Tracheitis in pigs
Josepha DeLay, Murray Hazlett
In recent months, we have diagnosed tracheitis more frequently in swine cases submitted to the AHL (Figs. 1-3). Influenza A virus and possibly other undetermined viruses may contribute to tracheitis, although bacterial tracheitis predominates in most cases. This may reflect secondary bacterial infection and the subacute-to-chronic stage of the disease process. Trachea is infrequently included among samples received for microbiologic testing and histopathology. Please remember to include both fresh / frozen and formalin-fixed trachea among samples submitted for respiratory disease cases. AHL
Figure 1. Mild tracheitis. Tracheal mucosal epithelium is intact and mildly hyperplastic (bracket). Neutrophils are migrating through epithelium; lymphocytes and neutrophils in underlying lamina propria-submucosa.

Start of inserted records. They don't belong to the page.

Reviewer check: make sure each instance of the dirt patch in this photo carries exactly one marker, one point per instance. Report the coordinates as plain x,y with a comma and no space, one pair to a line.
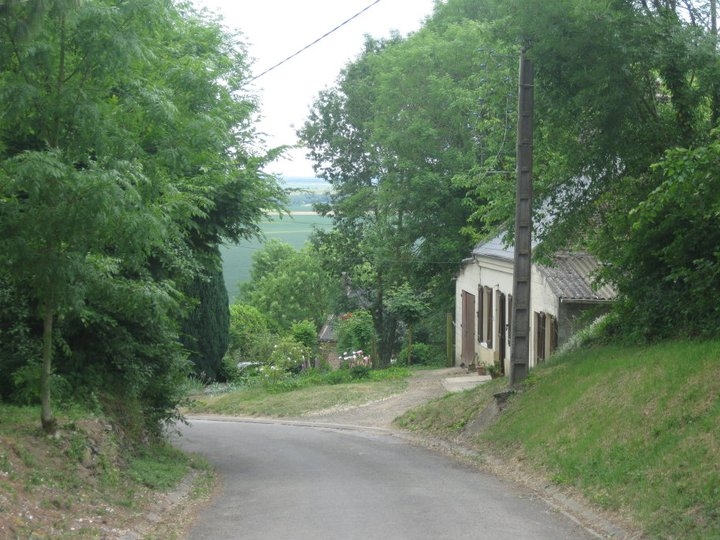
424,386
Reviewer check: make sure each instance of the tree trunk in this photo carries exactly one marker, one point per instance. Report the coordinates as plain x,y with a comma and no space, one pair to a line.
47,420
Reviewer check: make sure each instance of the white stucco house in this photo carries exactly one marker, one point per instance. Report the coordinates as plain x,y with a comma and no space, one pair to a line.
483,303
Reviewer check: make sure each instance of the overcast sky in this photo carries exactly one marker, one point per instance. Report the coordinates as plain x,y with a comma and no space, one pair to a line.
275,29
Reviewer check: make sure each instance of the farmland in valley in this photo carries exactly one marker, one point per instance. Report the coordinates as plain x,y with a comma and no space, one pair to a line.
293,229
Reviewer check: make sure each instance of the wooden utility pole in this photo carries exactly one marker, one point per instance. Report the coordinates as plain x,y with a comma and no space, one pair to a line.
520,338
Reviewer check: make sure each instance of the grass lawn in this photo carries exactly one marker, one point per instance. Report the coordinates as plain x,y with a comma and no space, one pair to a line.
636,430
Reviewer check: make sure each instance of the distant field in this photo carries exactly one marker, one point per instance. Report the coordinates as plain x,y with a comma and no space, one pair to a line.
295,229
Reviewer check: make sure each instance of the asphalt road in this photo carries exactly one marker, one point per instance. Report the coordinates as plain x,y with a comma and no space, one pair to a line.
298,482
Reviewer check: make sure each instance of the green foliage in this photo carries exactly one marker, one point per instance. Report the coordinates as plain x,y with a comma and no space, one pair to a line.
305,332
248,329
356,332
647,449
406,304
390,138
206,330
117,182
422,355
290,355
289,286
670,253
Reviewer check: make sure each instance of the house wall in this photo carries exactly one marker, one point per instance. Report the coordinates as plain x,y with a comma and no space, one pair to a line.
467,280
485,277
494,276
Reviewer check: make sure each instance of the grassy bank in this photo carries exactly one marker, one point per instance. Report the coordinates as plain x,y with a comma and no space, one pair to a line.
300,395
85,484
636,430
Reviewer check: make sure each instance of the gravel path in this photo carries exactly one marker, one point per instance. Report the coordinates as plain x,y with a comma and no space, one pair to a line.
422,387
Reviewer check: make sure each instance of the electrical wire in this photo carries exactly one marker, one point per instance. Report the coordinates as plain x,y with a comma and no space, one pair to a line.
306,47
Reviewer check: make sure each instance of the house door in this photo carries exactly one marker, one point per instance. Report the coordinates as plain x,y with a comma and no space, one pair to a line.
502,330
467,351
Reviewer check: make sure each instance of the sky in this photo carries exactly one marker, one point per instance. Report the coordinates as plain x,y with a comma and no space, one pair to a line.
275,29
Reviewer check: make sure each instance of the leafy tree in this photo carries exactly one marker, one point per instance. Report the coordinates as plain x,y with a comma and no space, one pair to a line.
618,85
356,332
292,286
671,249
248,331
397,139
409,307
206,329
305,332
123,163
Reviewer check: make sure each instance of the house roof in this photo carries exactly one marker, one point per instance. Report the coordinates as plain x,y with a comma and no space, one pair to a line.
571,278
495,248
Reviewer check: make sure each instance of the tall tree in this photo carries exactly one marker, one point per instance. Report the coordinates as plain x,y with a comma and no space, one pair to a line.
123,162
395,138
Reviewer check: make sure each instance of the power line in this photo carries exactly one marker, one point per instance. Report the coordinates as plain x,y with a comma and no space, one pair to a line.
306,47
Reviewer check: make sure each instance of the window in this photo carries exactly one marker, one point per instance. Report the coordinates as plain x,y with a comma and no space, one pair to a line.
485,315
546,336
489,317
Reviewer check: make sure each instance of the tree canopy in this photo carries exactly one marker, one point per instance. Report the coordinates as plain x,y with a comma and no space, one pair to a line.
124,161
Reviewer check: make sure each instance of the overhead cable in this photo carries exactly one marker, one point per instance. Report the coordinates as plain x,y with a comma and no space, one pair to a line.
306,47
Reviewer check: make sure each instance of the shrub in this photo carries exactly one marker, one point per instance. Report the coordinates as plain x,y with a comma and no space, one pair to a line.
356,331
304,332
289,355
421,355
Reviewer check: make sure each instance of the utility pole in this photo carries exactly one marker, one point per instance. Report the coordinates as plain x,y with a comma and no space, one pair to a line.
520,338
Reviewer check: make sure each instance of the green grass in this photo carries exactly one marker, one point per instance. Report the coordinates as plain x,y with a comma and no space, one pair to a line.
237,259
637,430
84,480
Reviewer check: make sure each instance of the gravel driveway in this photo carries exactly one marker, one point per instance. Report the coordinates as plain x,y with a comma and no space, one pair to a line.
422,387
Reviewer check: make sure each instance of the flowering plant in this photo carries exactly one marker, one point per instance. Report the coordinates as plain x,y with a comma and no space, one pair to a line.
356,358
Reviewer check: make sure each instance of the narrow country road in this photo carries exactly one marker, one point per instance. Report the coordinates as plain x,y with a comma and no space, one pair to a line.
303,481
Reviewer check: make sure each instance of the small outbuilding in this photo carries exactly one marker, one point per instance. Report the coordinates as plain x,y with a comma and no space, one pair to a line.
561,293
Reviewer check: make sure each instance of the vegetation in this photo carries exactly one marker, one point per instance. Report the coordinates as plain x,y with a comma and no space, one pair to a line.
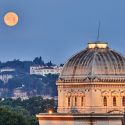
17,112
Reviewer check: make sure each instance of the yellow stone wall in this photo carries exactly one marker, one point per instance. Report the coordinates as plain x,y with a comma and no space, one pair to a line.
93,95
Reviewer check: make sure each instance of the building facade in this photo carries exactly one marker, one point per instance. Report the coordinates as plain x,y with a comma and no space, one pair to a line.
91,88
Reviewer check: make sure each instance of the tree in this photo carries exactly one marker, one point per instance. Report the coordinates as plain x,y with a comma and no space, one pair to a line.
10,117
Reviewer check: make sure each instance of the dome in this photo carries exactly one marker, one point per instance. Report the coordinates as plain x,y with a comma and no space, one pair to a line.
97,62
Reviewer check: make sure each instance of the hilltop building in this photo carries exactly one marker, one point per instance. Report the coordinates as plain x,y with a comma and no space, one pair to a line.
44,70
6,74
91,89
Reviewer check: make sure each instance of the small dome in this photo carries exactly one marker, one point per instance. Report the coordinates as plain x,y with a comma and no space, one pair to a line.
97,61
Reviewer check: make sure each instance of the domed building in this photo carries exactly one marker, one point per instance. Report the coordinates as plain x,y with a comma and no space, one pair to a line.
91,88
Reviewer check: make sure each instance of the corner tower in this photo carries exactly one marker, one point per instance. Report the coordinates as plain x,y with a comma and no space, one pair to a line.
93,81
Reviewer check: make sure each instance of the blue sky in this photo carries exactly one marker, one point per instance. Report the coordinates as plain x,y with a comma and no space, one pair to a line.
56,29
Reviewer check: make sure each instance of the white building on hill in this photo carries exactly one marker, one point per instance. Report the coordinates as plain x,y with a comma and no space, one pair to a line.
44,70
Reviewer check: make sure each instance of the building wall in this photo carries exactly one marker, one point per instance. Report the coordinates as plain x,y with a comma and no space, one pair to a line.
70,98
74,119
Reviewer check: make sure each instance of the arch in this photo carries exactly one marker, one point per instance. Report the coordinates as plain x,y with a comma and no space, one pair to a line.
114,101
105,101
123,101
82,101
75,101
69,101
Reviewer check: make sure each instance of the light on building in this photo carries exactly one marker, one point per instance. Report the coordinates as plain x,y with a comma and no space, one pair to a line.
50,111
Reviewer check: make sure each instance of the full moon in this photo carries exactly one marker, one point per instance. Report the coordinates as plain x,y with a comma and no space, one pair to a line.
11,19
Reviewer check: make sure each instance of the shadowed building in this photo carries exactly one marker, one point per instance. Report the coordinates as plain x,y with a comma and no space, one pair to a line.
91,89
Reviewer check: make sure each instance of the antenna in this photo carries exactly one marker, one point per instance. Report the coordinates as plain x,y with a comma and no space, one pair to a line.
98,35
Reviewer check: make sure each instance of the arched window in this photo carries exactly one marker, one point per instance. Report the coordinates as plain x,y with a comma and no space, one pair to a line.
69,100
123,101
114,101
75,101
105,101
82,101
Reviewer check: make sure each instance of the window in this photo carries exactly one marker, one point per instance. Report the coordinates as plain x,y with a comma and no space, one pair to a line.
114,101
82,100
75,101
68,101
105,101
123,101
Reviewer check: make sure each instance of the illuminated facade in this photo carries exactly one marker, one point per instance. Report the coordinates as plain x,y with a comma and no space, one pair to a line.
91,88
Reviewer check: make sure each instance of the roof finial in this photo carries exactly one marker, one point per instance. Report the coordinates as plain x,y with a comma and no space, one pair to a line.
98,35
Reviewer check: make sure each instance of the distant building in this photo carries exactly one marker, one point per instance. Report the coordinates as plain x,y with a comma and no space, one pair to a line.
44,70
6,74
19,93
91,89
5,77
7,69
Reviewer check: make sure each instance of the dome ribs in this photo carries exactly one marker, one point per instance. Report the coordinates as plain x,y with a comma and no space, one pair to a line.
94,64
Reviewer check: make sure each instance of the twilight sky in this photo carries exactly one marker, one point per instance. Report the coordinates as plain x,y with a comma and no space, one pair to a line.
56,29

Figure 2. Erosive tracheitis. The mucosal epithelial layer is very thin and epithelial cells are attenuated (arrow). Lymphocytes expand lamina propria-submucosa.
Figure 3. Severe ulcerative tracheitis. Mucosal epithelium replaced by fibrin, degenerate neutrophils, and bacteria (arrow). Edema, fibrin, and hemorrhage in lamina propria-submucosa.